The play goes out of its way to show itself as a non-source in the issue. Amidst the thick accented Indian convenience clerk and the girls converted to lesbians by attending a liberal university, Drew tells Parker not to draw too many conclusions about people based on the slight facts they know about them. The self satirizing ranges from abrasive to surprisingly clever. Waerlchli commendably places herself on the same block as her character. It generates a goofball momentum that moves so quickly that it's hard to notice that an event that caused a city to follow five days of fear with five months of outrage might not be funny.  

 

 

 

Still, it would have been nice to see a play that could shed light, even dimly, on a dark situation. Not just on the heroine or notorious starlet or monster or whatever Seiler has become, but on ourselves as well. ""Audrey Selier, Where Are You?"" targets everyone a demanding public viscerally wants to see targeted. Audrey Seiler takes ample blows, as does the news media.  

 

 

 

But no bite was taken out of the public, those who came to see the play, a response to the public's outcry was left out entirely. And that's the great untold joke in ""Audrey Seiler, Where Are You?""-that this play is what became of all the compassion we showed once we found it was in vain. 

 

 

 

But judged on what it is, and not what it could have been, ""Audrey Seiler, Where Are You?"" would make a great ""I Love Lucy"" episode.
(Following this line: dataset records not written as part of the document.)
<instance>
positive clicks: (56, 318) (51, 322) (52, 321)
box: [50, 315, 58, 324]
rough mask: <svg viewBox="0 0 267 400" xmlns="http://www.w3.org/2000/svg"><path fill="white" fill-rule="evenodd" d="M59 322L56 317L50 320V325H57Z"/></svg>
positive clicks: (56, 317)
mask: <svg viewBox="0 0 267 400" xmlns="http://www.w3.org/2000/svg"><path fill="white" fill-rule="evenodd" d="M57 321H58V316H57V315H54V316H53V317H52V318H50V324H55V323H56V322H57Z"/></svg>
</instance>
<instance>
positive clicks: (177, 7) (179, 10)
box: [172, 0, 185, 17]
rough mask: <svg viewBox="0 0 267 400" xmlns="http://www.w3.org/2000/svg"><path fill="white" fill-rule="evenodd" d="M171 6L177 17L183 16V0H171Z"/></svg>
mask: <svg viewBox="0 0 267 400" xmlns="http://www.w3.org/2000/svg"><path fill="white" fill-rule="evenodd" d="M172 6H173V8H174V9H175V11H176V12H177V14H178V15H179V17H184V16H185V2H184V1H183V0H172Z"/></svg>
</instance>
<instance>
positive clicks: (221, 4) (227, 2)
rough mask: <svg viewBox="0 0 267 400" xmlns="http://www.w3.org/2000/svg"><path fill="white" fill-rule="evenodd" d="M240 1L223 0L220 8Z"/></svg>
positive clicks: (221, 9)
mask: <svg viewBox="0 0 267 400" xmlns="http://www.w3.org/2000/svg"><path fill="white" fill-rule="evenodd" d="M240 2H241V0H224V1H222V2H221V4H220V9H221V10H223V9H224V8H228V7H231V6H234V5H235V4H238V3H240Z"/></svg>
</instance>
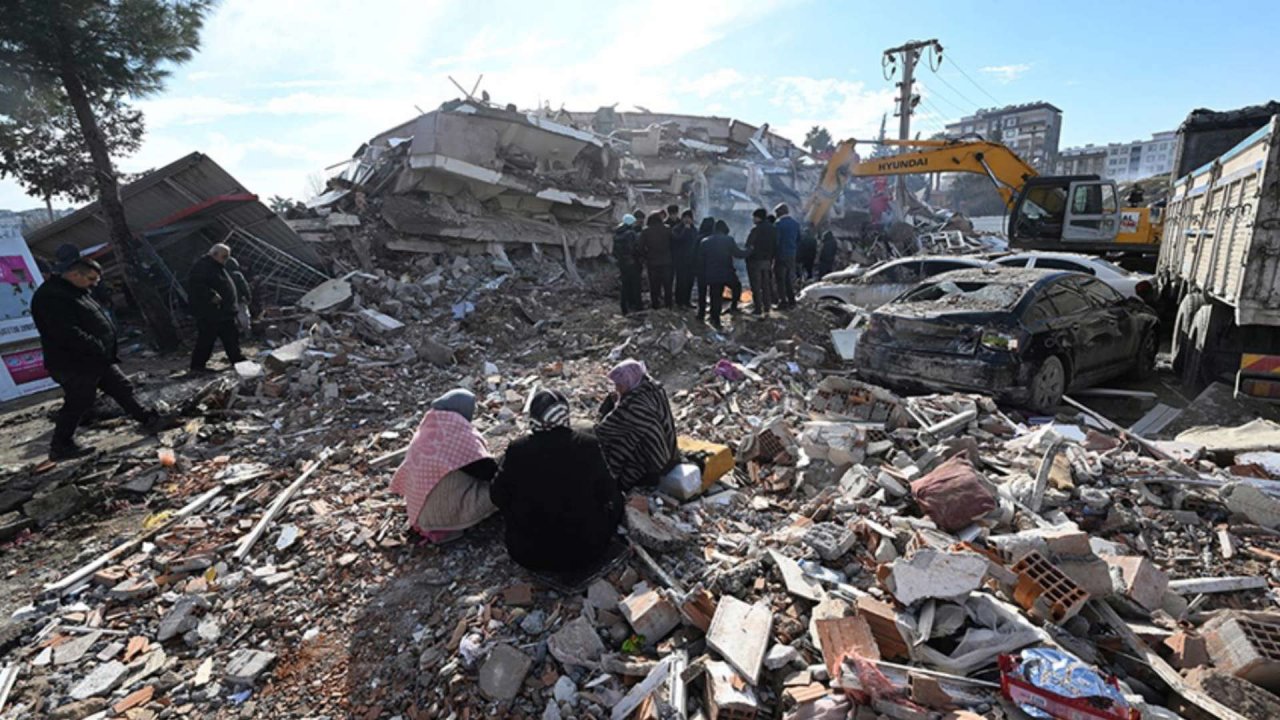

In between rare missed jokes and an oddly misplaced critique of the Bush administration, there is a laudible first effort here.  

 

 

 

But most of all, it's a play with just enough venom for Ms. Seiler to pacify an audience still eager to dish it out, although most of them would be just as happy to see ""Audrey Seiler vs. Predator.""  

 

 

 

""Audrey Seiler, Where Are You"" is playing at the Broom Street Theatre, located at 1119 Williamson St.